Parece, assim, que o STF foi muito infeliz no seu julgamento, uma vez que desconsiderou o texto constitucional. De fato, a esperança reside no Senado atualmente, no qual espera-se a rejeição do projeto de Lei. Ocorre que o STF não levou em conta precisamente a redação do art. 205, que direciona a missão da educação à sociedade e ao Estado. Seguindo esta linha, aqueles objetivos de formação da pessoa e do cidadão não poderão ser atingidos no ambiente doméstico, já que, precisamente, por mais que diferentes professores/tutores particulares sejam contratados – a um custo altíssimo, o que leva a crer que, dada a realidade de crise econômica do Brasil, em boa parte das vezes serão os próprios pais a darem aulas de todas as matérias, de matemática a química – mesmo assim nunca a eficiência de uma organização especializada será atingida. Mas mais importante do que isto, existe o prejuízo justamente da falta de maturidade que a ausência de contato com diferentes realidades e biografias vai ensejar, e isto tem relação com o objetivo principal da educação no Brasil, presente no art. 205, que é o desenvolvimento da pessoa humana. 
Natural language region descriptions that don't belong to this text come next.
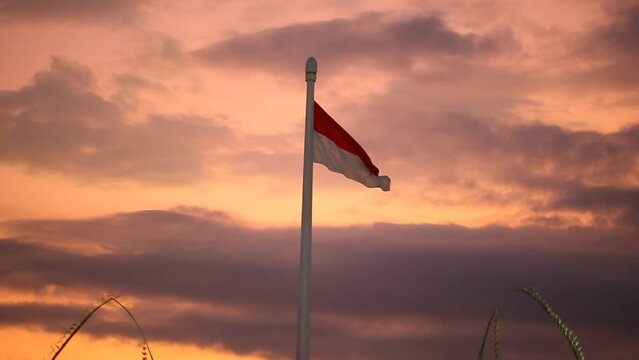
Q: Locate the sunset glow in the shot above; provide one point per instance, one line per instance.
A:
(153, 149)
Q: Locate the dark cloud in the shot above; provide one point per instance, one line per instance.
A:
(492, 161)
(611, 204)
(75, 10)
(369, 38)
(59, 123)
(382, 292)
(614, 47)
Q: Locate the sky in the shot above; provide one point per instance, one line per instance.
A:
(153, 149)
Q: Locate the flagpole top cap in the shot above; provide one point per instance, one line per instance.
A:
(311, 65)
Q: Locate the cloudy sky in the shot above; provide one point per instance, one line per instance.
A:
(153, 149)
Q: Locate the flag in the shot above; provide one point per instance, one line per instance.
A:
(339, 152)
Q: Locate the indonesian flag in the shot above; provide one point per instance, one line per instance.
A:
(339, 152)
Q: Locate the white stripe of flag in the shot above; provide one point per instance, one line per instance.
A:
(339, 152)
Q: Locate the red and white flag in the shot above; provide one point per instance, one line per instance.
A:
(339, 152)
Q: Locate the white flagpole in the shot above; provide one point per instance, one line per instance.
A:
(304, 315)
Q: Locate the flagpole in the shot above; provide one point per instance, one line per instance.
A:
(304, 316)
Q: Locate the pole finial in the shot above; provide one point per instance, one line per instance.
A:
(311, 65)
(311, 69)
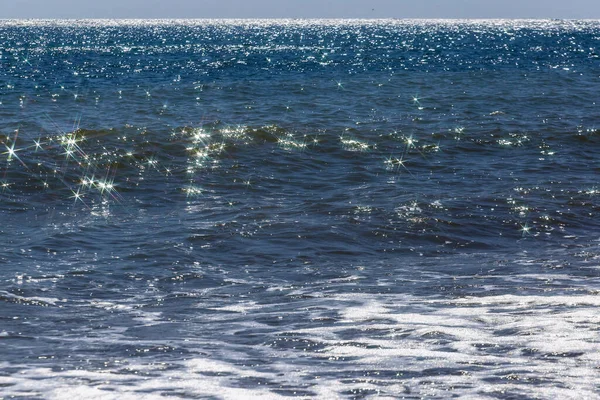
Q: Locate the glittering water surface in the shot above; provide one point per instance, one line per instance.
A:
(309, 209)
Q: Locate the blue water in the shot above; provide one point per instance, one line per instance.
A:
(299, 209)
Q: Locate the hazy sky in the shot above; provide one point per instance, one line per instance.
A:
(300, 9)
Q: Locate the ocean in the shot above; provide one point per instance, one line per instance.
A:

Autopreservação com altos custos

Conforme pesquisa Datafolha, realizada sob encomenda pelo centro de Estudos e Pesquisas em Educação, Cultura e Ação Comunitária, cerca de 80% dos brasileiros acreditam que a criança tem direito à escola, mesmo que contrariamente ao desejo dos pais. Existem, assim, massivos argumentos contra a aprovação do referido projeto e contra a decisão do STF. 
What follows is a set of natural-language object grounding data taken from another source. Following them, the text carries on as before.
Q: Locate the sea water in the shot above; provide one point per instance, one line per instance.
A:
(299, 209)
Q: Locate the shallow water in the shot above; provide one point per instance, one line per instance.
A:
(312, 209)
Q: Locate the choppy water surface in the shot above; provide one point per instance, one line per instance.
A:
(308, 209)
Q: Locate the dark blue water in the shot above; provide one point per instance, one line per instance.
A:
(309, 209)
Por que, então, um movimento que é tão fraco em termos de números e de substância de argumento chegou ao ponto de convencer o STF a julgar contrariamente à letra da Constituição? A explicação parece estar no violento contexto político ideológico no Brasil. Existe uma ideologia de supervalorização dos desejos individuais dos indivíduos que leva à contrariedade de tudo aquilo que é comunitário. Esta ideologia de se colocar contra tudo o que é público junta-se à autorização à violência e a posições religiosas extremistas. Sabe-se que o interesse pelo homeschooling advém de grupos com posições muito restritivas e radicais sobre o que significam os textos religiosos. Neste sentido, a intenção é evitar que as crianças tenham acesso ao conhecimento científico, o qual, como se sabe, é mais universalista tanto no aspecto moral quanto empírico. No que toca ao STF, provavelmente existiu uma perspectiva de não abrir uma nova frente de polemização perante a onda conservadora, motivado muito provavelmente por uma postura de autopreservação institucional.  

Claro que o Estado brasileiro protege minorias. A proteção às minorias é inerente a qualquer Democracia. Entretanto, qualquer posição minoritária é protegida? Ocorre que esta posição minoritária não pode significar violência para com outros grupos, como as crianças. Querer proteger uma criança de ter acesso a diferentes conhecimentos com um procedimento de prender uma criança em casa significa desejo que a criança cresça como uma “cópia” dos pais. Além da evidente queda na vaidade aqui, há de se lembrar o núcleo principal da dignidade humana, que é o fundamento de todos os Estados de Democráticos de Direito existentes, incluindo o Brasil: ter dignidade significa possuir autonomia – ser único – e não cópia forçada de quem quer seja, incluindo seus pais.